Step 3: Convert to Standard Form
The final step is to convert the point-slope equation we obtained in the previous section into standard form. The standard form of a linear equation is Ax + By = C, where A, B, and C are integers, and A is non-negative. Our equation in point-slope form is:
y + 5 = (5/3)(x - 3)
First, we need to eliminate the fraction by multiplying both sides of the equation by 3:
3(y + 5) = 3 * (5/3)(x - 3)
3y + 15 = 5(x - 3)
Next, distribute the 5 on the right side:
3y + 15 = 5x - 15
Now, rearrange the terms to get the standard form. We want the x and y terms on the same side and the constant term on the other side. Subtract 5x from both sides:
-5x + 3y + 15 = -15
Subtract 15 from both sides:
-5x + 3y = -30
To ensure that A is non-negative, multiply the entire equation by -1:
5x - 3y = 30
Thus, the equation of line CD in standard form is 5x - 3y = 30. This standard form is advantageous because it clearly presents the coefficients and constant, making it easier to analyze and compare with other linear equations.

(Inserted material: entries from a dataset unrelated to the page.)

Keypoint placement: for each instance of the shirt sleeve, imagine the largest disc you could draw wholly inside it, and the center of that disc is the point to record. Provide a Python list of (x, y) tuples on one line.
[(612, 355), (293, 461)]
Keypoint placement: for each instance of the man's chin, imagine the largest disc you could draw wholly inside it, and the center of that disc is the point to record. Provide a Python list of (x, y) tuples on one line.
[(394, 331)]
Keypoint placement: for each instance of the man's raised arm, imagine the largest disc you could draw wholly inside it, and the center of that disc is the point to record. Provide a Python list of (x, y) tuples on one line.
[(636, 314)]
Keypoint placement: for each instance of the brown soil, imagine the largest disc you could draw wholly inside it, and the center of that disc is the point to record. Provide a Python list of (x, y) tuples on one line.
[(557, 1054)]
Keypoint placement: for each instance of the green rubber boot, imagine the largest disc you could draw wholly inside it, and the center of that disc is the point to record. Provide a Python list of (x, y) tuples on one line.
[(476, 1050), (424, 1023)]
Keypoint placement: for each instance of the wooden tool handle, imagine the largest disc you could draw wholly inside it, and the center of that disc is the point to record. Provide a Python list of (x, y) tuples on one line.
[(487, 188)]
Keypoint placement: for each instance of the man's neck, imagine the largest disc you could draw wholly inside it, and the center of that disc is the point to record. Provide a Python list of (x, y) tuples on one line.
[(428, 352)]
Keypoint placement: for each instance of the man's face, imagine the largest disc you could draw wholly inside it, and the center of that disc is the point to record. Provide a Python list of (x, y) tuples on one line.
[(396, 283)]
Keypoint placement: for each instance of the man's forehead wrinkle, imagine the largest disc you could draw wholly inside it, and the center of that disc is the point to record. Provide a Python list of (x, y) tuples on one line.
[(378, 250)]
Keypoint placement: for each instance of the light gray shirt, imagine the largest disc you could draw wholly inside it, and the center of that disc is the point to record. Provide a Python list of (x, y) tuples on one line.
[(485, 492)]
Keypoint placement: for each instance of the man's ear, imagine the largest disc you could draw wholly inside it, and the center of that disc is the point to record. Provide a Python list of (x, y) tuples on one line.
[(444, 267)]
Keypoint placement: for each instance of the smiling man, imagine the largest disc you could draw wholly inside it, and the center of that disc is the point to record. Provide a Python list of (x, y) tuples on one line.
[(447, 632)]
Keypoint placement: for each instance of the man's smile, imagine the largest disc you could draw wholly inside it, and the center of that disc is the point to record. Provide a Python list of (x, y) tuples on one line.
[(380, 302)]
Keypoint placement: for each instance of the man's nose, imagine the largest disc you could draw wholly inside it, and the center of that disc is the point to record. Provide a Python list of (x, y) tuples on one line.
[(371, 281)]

Converting to standard form often involves several algebraic steps, but it is a crucial skill for solving linear equations and understanding linear relationships in mathematics.
Verification and Conclusion
To verify our solution, we can substitute the coordinates of points C(3, -5) and D(6, 0) into the equation 5x - 3y = 30 and check if the equation holds true for both points.
For point C(3, -5):
5(3) - 3(-5) = 15 + 15 = 30
For point D(6, 0):
5(6) - 3(0) = 30 - 0 = 30
Since the equation holds true for both points, our solution is correct. We have successfully found the equation of line CD in standard form.
In conclusion, the equation of line CD in standard form is 5x - 3y = 30. This problem demonstrates the essential steps in finding the equation of a line given two points: calculating the slope, using the point-slope form, and converting to standard form. These skills are fundamental in algebra and have broad applications in various fields, including engineering, economics, and computer science. Mastering these concepts allows for a deeper understanding of linear relationships and their mathematical representation. The ability to manipulate and solve linear equations is a critical component of mathematical literacy and problem-solving proficiency.
This process not only provides the answer but also reinforces the understanding of linear equations and their representations. The standard form is particularly useful for quick analysis and comparison of linear equations, making it a valuable skill for any mathematics student or professional. By following these steps, you can confidently tackle similar problems and further enhance your mathematical abilities.